Mr Cruz has backed Mr Trump despite previous the former president’s previous insults against Mr Cruz’s wife and father.
The Texas senator was campaigning for former Ohio Treasurer Josh Mandel in Kettering, Ohio on Friday, saying that “when I look to candidates, I don’t look to see what they say on the stump, because they all say the same darn thing”.
“Every candidate says ‘I love Donald Trump. No, no, no – I love Donald Trump more. No, no, no – I have Donald Trump tattooed on my rear end!’” he said mockingly.
During the 2016 campaign for the Republican presidential nomination, Mr Cruz called Mr Trump a “snivelling coward,” a “pathological liar” and “utterly amoral”. After losing that race, he made his fellow Republicans furious by refusing to endorse Mr Trump at the 2016 Republican National Convention.
But following Mr Trump’s victory in the 2016 election, the relationship, which was once fraught both politically and personally, grew closer as Mr Cruz helped Mr Trump fight off impeachment.
Mr Cruz’s choice to push Mr Trump’s false claims of fraud after the 2020 election, prompted a former aide to tell Intelligencer that “most of Cruzworld is pretty disgusted” after the insurrection on 6 January last year.
“Everyone is upset with the direction things have gone, and the longer they’ve been with the senator, the more distaste they are expressing,” another former aide said at the time.

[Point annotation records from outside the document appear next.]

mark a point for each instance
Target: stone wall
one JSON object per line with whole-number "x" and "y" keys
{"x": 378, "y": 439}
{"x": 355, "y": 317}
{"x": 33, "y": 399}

During the 2016 primary, Mr Trump retweeted a tweet comparing the appearances of Heidi Cruz and Melania Trump and accused Mr Cruz’s father of having played a role in the JFK assassination.
Mr Cruz voted to throw out electoral votes from states that voted for Joe Biden after a pro-Trump mob had ransacked the Capitol.
“Personally, it’s painful. It sucks,” a former Cruz staffer told Intelligencer last year. “We’ve always backed him because the country deserves principled conservative leadership … I’d say he got unlucky the Capitol was stormed by a mob, but in reality, he placed himself at the political mercy of others.”
Mr Cruz sought Mr Trump’s acceptance, offering to argue in front of the Supreme Court in connection to a lawsuit related to the false claims of election theft.
Former Cruz spokesman Rick Tyler told the outlet at the time that “he will abandon principle, he will abandon conservative values for expediency”.